Though the bank is not known for squeaky clean governance, nobody seriously suspected nepotism and blatant violation of ethical practices, save Arvind Gupta. He wrote to the PM, FM, SEBI and RBI two years ago. These authorities seem to have woken up suddenly now.

There are indications that all is not well in Axis Bank also. Shikha Sharma has come in for adverse notice by RBI. She was appointed the CEO and MD of Axis Bank around the same time as Chanda Kochhar became ICICI Bank's CEO. Both these persons were groomed and mentored by K.V.Kamath in ICICI Bank.

Nine years as CEO is an adequately long period to become accountable for any managerial misdemeanour. It is now worth asking if the private sector banks are mismanaged because their CEOs have a much longer tenure than desirable just as public sector banks are suffering from their CEOs' shorter than necessary tenure.

This philosophical question apart, Chanda Kochhar is verily facing an existential crisis in the bank. The bank's Board has expectedly and dutifully thrown its weight behind her. Yet, the fact remains that Chanda Kochhar has willy-nilly to spend a lot of her time agonising over various governance issues that are now talk of the town.
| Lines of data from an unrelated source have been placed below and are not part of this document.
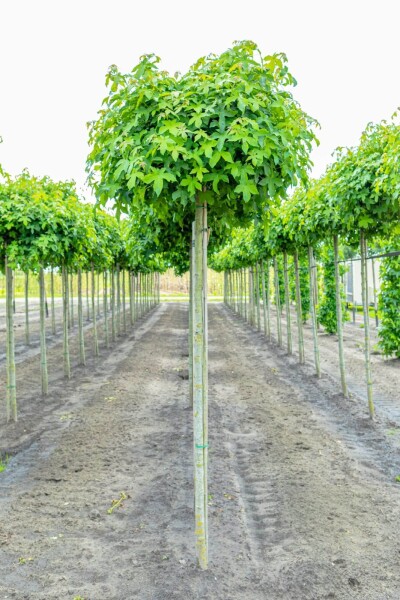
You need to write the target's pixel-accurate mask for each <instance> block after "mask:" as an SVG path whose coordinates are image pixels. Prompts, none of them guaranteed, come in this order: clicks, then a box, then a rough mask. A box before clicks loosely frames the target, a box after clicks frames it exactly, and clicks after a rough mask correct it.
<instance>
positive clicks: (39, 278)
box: [39, 268, 49, 396]
mask: <svg viewBox="0 0 400 600" xmlns="http://www.w3.org/2000/svg"><path fill="white" fill-rule="evenodd" d="M39 294H40V373H41V381H42V394H43V396H46V395H47V394H48V392H49V377H48V373H47V353H46V307H45V302H46V291H45V286H44V270H43V268H40V271H39Z"/></svg>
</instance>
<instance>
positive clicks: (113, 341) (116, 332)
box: [111, 268, 117, 342]
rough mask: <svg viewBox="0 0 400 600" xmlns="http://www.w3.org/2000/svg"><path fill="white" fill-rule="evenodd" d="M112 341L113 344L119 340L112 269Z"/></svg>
mask: <svg viewBox="0 0 400 600" xmlns="http://www.w3.org/2000/svg"><path fill="white" fill-rule="evenodd" d="M111 339H112V341H113V342H115V340H116V339H117V331H116V326H115V270H114V268H112V269H111Z"/></svg>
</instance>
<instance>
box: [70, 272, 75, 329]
mask: <svg viewBox="0 0 400 600" xmlns="http://www.w3.org/2000/svg"><path fill="white" fill-rule="evenodd" d="M70 282H71V283H70V289H69V296H70V306H71V327H74V326H75V317H74V274H73V273H71V275H70Z"/></svg>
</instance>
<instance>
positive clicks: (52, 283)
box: [50, 269, 57, 335]
mask: <svg viewBox="0 0 400 600" xmlns="http://www.w3.org/2000/svg"><path fill="white" fill-rule="evenodd" d="M50 294H51V333H52V334H53V335H56V333H57V329H56V305H55V300H54V270H53V269H51V273H50Z"/></svg>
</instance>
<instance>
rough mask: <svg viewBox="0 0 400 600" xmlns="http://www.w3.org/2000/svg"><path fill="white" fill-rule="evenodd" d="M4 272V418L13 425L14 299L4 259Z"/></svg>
mask: <svg viewBox="0 0 400 600" xmlns="http://www.w3.org/2000/svg"><path fill="white" fill-rule="evenodd" d="M5 271H6V320H7V340H6V344H7V398H6V417H7V422H8V421H9V420H10V419H12V420H13V421H14V423H16V422H17V420H18V414H17V389H16V377H15V340H14V297H13V278H14V274H13V270H12V269H11V268H10V267H9V266H8V262H7V258H6V259H5Z"/></svg>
The allegations may or may not prove her guilt, ethical or legal. But the damage is done for the bank and her.

Even if Chanda Kochhar cannot ultimately be faulted for any lapses which again may or may not be proved, she cannot now be in a position to do full justice to her role as leader of the bank. In these trying circumstances, she will do well for herself and the institution to quit her position at least temporarily till all enquiries are completed. The Board may hesitate to suggest this to her. But she has an opportunity to prove that she considers bank's interests to be more important than her own.

ICICI Bank claims that its culture ensures organic growth of leaders within the organisation. So there should be no dearth of managers within the bank who can easily fill up the void that Chanda Kochhar's exit may create.

Monday, April 02, 2018

Arvind Kejriwal's contempt of court

Arvind Kejriwal made serious allegations against many leaders of non-AAP parties. One does not know the veracity of these charges. At least, the accuser must have thought of them as true.

Some of these allegations have been fought in courts of law and considerable judicial time has been spent on them (injudiciously, in hindsight). Courts are already reeling under Docket Explosion. Kejriwal has done a signal disservice to Indian judiciary by preempting its precious time through diversionary tactics.

The courts should view this disrespect for judiciary seriously. Even if the accused have accepted Kejriwal's apology and are ready to withdraw their plaints, judiciary should put its foot down and demand that the accuser prove his charges or be punished for contempt of court. If the courts express their disdain for frivolous political allegations, politicians may learn to behave better.